Objective: Pelvic inflammatory disease (PID) is one of the most common infections in non-pregnant of woman of reproductive age; it involves inflammation of the uterus, fallopian tubes, and/or ovaries that can progress to scar formation comprising adhesions to adjacent tissues and organs. The treatment generally involves use of antibiotic therapy; however, surgical intervention may be necessary if the patient has tubo-ovarian abscesses. We experienced a case in which the diagnosis was difficult and the symptoms did not improve with antibiotic treatment. Laparoscopy was ultimately useful for both diagnosis and treatment of this PID case.Case: A 35-year-old woman presented at a local hospital with the chief complaints of vaginal bleeding and proctodynia; no abnormalities were present. The next day, she was admitted to other hospital because of sudden onset of lower abdominal pain; laboratory studies were indicative of inflammation showing WBC 20,700 /μl and CRP 0 4mg / dl. Levofloxacin and piperacillin were administered. However, her symptoms exacerbated; computed tomography (CT) performed on the third day revealed ascites but no abscess formation. She was transferred to our hospital.
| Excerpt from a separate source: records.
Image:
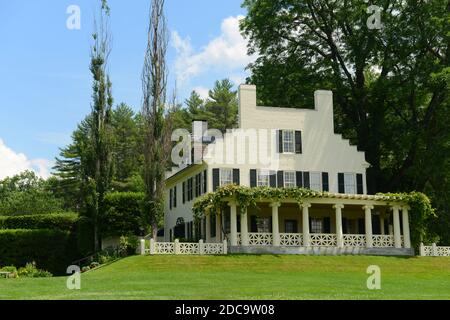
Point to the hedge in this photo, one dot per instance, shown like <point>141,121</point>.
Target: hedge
<point>52,250</point>
<point>123,214</point>
<point>54,221</point>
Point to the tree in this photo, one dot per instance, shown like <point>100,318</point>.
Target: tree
<point>221,107</point>
<point>157,127</point>
<point>26,194</point>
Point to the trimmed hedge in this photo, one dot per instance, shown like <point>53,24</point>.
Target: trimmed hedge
<point>53,221</point>
<point>52,250</point>
<point>124,215</point>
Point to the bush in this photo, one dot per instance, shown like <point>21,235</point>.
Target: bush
<point>11,269</point>
<point>53,250</point>
<point>123,214</point>
<point>31,271</point>
<point>54,221</point>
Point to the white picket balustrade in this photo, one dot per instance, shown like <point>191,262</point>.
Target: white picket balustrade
<point>383,241</point>
<point>291,239</point>
<point>323,240</point>
<point>354,240</point>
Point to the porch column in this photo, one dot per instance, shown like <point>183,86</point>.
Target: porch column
<point>339,233</point>
<point>406,233</point>
<point>275,224</point>
<point>244,228</point>
<point>368,217</point>
<point>305,222</point>
<point>218,229</point>
<point>397,236</point>
<point>208,227</point>
<point>233,224</point>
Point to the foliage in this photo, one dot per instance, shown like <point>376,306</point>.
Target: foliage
<point>390,86</point>
<point>123,214</point>
<point>25,194</point>
<point>55,221</point>
<point>51,249</point>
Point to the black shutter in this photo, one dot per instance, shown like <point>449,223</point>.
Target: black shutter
<point>280,141</point>
<point>298,142</point>
<point>252,178</point>
<point>361,226</point>
<point>327,225</point>
<point>273,179</point>
<point>236,177</point>
<point>216,179</point>
<point>306,183</point>
<point>280,179</point>
<point>299,178</point>
<point>175,197</point>
<point>325,182</point>
<point>359,184</point>
<point>253,224</point>
<point>341,183</point>
<point>205,181</point>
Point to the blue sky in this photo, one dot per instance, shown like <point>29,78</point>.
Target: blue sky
<point>45,85</point>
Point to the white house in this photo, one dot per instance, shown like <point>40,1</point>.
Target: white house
<point>286,147</point>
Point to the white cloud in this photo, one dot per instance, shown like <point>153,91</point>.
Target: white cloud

A culdocentesis extracted purulent fluid. An abscess was not imaged with ultrasound; however, the left ovary was slightly swollen. Neither the right ovary nor the appendix exhibited any abnormalities. Laparoscopic surgery was performed for diagnosis and treatment. Acute inflammation of the pelvic organs, particularly in the left ovary, was present. The purulent fluid was drained, and the acute and inflammatory adhesions were excised; in addition, debridement of necrotic tissue was performed. Following the laparoscopic surgery, the inflammation promptly resolved and her postoperative course was satisfactory.Conclusions: Laparoscopic surgery is useful for the diagnosis and treatment of PID that does not improve with antibiotic treatment.